Читать книгу Large Animal Neurology - Joe Mayhew - Страница 39

This is predominantly a motor nerve innervating the muscles of facial expression, as well as the lachrymal and certain salivary glands. It contains the final motor neurons for movement of the ears, eyelids, lips, and nostrils, including the motor pathways of the menace, palpebral and corneal reflexes. Unilateral facial paralysis is generally seen as drooping of an ear, ptosis of an upper eyelid, drooping of the upper lip, and pulling of the affected nostril toward the unaffected side. General inspection of the symmetry of facial expression is useful. Some normal horses have an asymmetric contour of the external nares and slight deviation of the nostrils to one side. Very close inspection is required in production animals to detect a partial facial paresis because of the presence of collagenous facial structures compared to horses. Comparison of tone in the ears, eyelids, and lips on each side helps to detect facial weakness, especially when the patient is relaxed. Occasionally, a small amount of food may remain in the cheeks on an affected side. This must not be confused with difficulties with swallowing that result from sensory and/or motor trigeminal paralysis and from pharyngeal dysfunction. Because of a lack of muscle tone in cheek and lips, saliva may drool from the commissure of the lips with facial paralysis. If only weakness of the lips and a deviated nasal philtrum without a drooped ear and ptosis occur, probably only the buccal branches along the side of the face are involved. Mild weakness of facial muscles can often be felt rather than seen and will also become more evident when the patient is resting quietly or has been tranquilized. Involvement of one or two, but not all three branches of the facial nerve more commonly occurs with peripheral facial nerve diseases such as polyneuritis or head trauma. However, central lesions can selectively involve individual regions of the facial nucleus thus mimicking peripheral nerve disease, at least in diseases such as equine protozoal myeloencephalitis and listeriosis.

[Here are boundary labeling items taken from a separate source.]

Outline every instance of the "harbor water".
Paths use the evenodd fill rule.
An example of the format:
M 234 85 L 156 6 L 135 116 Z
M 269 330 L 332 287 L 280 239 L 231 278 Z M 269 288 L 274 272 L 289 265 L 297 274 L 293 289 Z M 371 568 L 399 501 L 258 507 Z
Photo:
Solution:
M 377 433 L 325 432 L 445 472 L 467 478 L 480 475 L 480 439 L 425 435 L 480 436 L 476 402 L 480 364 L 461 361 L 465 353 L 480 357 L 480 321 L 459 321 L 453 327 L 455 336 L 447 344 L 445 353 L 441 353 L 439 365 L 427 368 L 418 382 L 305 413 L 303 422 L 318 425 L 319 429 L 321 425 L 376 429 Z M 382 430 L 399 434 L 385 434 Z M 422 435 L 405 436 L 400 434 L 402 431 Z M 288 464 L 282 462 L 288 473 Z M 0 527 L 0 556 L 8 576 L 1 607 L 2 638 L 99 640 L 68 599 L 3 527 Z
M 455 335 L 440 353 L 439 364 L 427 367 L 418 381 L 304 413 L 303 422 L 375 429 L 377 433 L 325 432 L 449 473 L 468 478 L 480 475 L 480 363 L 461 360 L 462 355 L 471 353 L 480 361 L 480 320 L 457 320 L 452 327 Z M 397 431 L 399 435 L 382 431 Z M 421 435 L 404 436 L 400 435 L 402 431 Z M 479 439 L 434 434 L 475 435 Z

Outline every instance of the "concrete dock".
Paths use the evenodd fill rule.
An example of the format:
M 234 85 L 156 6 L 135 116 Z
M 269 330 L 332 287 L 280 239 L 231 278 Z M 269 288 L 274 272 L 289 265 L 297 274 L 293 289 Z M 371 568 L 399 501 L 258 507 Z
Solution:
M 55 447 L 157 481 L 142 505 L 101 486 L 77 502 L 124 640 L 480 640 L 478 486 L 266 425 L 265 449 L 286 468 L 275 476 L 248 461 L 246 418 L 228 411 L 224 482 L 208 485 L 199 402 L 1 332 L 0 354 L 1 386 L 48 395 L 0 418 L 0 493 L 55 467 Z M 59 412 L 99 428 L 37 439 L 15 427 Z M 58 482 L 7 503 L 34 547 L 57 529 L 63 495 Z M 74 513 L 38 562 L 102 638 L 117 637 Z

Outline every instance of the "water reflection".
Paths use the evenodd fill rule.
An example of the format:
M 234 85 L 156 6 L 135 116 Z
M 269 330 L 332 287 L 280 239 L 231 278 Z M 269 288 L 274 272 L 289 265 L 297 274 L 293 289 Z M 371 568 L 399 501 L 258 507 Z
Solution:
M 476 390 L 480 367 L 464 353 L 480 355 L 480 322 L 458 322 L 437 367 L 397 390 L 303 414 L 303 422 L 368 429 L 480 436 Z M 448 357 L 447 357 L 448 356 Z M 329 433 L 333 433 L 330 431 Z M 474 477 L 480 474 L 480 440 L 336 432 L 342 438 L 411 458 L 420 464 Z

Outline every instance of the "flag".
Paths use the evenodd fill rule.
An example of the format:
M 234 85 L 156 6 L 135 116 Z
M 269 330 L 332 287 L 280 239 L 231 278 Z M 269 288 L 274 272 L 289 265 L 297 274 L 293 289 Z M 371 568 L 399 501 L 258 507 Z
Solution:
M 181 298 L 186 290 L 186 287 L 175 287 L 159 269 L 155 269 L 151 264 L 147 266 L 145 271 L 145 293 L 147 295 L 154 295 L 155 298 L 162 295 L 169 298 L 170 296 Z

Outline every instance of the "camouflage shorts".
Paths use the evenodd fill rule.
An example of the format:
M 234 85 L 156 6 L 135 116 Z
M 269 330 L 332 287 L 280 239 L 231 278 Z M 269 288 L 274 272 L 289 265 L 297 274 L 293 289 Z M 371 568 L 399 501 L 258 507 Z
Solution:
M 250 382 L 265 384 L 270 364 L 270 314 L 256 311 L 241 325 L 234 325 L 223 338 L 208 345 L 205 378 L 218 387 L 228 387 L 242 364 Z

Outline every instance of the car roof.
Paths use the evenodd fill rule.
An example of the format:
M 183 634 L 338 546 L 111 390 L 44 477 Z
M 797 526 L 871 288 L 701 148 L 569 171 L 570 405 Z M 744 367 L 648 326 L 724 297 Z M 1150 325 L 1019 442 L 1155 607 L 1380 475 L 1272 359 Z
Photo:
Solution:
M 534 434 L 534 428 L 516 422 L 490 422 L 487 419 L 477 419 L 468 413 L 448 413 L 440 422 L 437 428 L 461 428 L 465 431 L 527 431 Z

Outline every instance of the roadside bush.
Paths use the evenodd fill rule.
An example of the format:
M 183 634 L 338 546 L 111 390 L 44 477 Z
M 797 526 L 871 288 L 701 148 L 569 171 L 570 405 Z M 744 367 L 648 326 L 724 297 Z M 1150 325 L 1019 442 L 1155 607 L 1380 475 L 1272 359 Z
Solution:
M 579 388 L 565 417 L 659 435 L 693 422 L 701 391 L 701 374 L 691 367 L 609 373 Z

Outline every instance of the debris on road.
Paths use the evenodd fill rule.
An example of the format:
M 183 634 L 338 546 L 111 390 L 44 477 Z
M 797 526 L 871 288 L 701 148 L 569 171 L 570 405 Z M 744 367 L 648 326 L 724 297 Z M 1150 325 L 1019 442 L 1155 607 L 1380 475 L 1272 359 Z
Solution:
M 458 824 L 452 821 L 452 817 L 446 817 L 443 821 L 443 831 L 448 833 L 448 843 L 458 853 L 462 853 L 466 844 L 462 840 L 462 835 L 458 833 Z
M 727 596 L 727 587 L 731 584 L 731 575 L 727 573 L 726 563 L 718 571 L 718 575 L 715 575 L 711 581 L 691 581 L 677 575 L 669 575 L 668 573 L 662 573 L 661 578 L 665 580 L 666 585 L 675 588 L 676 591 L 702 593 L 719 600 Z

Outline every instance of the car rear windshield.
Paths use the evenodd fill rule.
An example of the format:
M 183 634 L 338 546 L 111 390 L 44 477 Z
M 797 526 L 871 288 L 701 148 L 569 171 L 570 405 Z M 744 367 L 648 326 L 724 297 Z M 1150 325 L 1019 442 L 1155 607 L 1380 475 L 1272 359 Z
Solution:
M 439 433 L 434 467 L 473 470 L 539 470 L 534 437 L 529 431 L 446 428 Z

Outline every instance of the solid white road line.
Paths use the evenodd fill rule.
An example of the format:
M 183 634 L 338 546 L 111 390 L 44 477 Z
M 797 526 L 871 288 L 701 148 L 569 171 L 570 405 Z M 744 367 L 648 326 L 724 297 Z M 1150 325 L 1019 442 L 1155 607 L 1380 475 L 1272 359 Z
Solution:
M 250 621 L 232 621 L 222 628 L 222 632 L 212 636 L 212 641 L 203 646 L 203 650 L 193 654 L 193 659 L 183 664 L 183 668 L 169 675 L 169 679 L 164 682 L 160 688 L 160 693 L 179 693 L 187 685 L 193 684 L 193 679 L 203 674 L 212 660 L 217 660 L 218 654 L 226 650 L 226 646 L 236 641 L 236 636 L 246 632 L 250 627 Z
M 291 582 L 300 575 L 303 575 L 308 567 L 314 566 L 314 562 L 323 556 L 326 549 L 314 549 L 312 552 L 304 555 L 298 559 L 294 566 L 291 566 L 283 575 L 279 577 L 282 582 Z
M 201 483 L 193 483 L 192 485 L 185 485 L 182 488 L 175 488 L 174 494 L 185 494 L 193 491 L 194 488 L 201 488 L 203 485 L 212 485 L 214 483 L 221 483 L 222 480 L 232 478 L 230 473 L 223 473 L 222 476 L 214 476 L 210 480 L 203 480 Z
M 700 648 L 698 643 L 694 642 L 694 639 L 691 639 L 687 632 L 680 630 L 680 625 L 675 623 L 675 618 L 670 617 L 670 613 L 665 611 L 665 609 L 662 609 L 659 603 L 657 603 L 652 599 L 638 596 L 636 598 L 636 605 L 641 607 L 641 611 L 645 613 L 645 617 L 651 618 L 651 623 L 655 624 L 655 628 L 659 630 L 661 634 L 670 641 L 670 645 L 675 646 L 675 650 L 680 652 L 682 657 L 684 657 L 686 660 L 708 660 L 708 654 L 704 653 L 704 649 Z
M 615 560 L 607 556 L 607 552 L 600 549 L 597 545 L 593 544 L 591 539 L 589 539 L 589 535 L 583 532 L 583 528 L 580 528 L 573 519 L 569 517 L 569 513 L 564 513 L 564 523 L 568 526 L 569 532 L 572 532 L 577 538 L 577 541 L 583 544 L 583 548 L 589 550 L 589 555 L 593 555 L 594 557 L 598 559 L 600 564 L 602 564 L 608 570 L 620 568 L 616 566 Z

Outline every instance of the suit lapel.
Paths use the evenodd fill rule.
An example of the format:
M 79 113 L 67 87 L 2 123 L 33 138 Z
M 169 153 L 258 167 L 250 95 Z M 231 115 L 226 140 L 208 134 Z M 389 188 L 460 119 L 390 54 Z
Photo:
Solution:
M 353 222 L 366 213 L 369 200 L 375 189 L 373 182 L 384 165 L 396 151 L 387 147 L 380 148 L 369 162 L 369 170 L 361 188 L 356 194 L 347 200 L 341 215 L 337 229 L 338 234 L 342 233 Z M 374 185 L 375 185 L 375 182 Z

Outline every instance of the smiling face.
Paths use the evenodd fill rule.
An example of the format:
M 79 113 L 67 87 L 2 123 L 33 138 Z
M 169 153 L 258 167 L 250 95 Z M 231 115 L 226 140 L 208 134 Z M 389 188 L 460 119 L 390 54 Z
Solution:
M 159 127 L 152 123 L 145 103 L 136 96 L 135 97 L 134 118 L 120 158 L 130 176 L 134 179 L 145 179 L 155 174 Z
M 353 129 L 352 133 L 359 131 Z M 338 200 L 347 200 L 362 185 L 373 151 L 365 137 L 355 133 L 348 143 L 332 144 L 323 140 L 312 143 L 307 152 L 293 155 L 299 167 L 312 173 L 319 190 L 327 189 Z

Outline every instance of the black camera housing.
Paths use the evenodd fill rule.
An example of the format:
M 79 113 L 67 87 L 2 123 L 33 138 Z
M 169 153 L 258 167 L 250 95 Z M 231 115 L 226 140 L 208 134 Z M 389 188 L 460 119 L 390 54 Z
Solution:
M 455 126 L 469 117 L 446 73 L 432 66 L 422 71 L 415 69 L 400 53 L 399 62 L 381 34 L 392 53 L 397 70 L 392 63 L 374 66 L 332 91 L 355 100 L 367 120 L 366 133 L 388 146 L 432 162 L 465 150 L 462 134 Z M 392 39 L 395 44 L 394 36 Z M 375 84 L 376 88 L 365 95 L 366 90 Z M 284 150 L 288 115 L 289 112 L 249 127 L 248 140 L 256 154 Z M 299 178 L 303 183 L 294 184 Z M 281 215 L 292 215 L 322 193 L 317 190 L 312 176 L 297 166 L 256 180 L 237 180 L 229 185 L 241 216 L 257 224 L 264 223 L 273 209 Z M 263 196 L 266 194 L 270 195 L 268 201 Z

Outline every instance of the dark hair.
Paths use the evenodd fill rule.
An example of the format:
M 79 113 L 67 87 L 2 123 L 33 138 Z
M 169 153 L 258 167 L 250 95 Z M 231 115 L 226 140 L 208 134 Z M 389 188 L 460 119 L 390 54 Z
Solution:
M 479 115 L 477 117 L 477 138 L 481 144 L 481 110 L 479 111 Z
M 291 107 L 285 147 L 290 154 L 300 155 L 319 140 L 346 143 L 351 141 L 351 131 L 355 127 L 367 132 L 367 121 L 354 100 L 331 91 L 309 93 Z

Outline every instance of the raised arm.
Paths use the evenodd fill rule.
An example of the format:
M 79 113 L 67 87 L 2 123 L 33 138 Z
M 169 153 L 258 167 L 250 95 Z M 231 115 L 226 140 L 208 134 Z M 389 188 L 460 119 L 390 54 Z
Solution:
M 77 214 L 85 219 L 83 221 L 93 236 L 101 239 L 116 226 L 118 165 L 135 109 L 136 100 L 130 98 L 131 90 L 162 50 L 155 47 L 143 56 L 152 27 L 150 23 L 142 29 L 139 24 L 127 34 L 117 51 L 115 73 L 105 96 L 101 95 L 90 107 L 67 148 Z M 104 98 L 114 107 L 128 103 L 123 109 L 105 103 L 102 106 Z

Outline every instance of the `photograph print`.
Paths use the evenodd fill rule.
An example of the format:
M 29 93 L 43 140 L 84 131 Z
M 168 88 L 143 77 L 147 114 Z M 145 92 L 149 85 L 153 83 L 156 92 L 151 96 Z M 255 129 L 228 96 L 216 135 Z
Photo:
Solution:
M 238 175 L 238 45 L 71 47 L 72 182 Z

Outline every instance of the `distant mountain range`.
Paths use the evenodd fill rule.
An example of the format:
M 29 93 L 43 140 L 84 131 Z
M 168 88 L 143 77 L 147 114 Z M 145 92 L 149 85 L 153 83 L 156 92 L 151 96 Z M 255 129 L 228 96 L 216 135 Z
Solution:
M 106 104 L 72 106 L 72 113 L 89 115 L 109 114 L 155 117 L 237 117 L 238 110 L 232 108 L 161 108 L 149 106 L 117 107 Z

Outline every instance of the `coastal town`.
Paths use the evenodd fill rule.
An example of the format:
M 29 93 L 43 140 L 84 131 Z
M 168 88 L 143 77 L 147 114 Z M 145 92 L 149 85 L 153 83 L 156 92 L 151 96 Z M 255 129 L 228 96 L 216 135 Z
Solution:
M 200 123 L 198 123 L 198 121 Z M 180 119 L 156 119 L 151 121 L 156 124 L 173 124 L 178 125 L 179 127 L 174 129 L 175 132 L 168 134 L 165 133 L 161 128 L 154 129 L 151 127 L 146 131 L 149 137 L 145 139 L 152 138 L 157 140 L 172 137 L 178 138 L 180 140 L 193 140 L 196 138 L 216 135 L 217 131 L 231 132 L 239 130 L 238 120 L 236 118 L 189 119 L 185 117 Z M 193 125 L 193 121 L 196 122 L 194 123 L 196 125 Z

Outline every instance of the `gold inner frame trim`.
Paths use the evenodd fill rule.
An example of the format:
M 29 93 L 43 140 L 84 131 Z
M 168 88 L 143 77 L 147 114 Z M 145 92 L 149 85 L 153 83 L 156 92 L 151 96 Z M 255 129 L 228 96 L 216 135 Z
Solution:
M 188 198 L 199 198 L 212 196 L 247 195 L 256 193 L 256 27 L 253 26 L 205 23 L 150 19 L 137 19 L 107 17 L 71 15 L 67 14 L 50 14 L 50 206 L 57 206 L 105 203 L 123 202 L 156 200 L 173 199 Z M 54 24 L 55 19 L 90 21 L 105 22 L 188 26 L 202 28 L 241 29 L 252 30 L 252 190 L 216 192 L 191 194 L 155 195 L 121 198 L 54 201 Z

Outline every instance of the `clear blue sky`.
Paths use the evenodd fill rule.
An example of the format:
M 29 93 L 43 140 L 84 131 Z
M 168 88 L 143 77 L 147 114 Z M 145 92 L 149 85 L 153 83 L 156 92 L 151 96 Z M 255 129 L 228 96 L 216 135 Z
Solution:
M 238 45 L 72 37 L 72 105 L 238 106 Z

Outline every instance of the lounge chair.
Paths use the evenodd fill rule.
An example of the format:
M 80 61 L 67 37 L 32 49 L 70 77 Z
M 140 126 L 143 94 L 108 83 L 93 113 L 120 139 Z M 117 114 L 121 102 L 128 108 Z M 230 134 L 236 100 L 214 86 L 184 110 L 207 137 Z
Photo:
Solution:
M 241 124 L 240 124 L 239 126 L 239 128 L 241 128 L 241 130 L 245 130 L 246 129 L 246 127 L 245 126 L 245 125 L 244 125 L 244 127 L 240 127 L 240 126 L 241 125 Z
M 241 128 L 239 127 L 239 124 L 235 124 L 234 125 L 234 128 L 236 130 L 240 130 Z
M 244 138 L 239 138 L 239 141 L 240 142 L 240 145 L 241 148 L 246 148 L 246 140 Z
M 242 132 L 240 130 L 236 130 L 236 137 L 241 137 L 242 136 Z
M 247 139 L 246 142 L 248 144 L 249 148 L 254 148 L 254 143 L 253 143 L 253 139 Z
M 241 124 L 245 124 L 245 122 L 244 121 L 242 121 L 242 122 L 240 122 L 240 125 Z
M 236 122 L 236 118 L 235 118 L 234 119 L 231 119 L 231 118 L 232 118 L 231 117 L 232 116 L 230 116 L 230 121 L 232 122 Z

As with other cranial nerves, a diagnosis of CNS disease, compared to peripheral nerve involvement, can be made by identifying involvement of adjacent structures in the medulla oblongata when signs such as lethargy, limb weakness and ataxia, and a head tilt will often result. With lesions of the inner ear, which cause vestibular signs, there is often accompanying facial nerve paralysis because of concurrent middle ear involvement, and the facial nerve is only separated from the tympanic cavity by a thin membrane. Lack of any involvement of other central pathways is used to differentiate signs of such peripheral facial and vestibular nerve disease from involvement of their nuclei and their pathways in the medulla oblongata. Exquisitely focal lesions resulting from agents such as Sarcosystis neurona and Listeria monocytogenes can exceptionally destroy single and multiple central nuclear regions causing signs of selective cranial nerve dysfunction without producing clinical evidence of adjacent brainstem involvement, thereby mimicking peripheral cranial nerve disease.

Of some note here is involvement of the parasympathetic greater petrosal branch of the facial nerve innervating the lacrimal gland. Lesions affecting this component of the facial nerve anywhere from the medulla oblongata to the back of the eye often result in a dry eye. Subsequent development of keratoconjunctivitis sicca can mean the loss of an eye, making early detection of such a sign most important.

With various thalamic and cerebral lesions in horses, the facial muscles may be hypertonic and facial reflexes may be hyperactive, resulting in spontaneous and reflexive grimacing of the face. This is due to the involvement of the central motor pathway controlling facial movement that normally influences the facial nucleus and facial reflexes. Importantly, even in the presence of poor facial expression and control, the facial reflexes are still intact and may be hyperactive. Irritative lesions, such as viral encephalitis, meningitis, and facial neuritis, can also cause spontaneous and reflexly induced facial grimacing.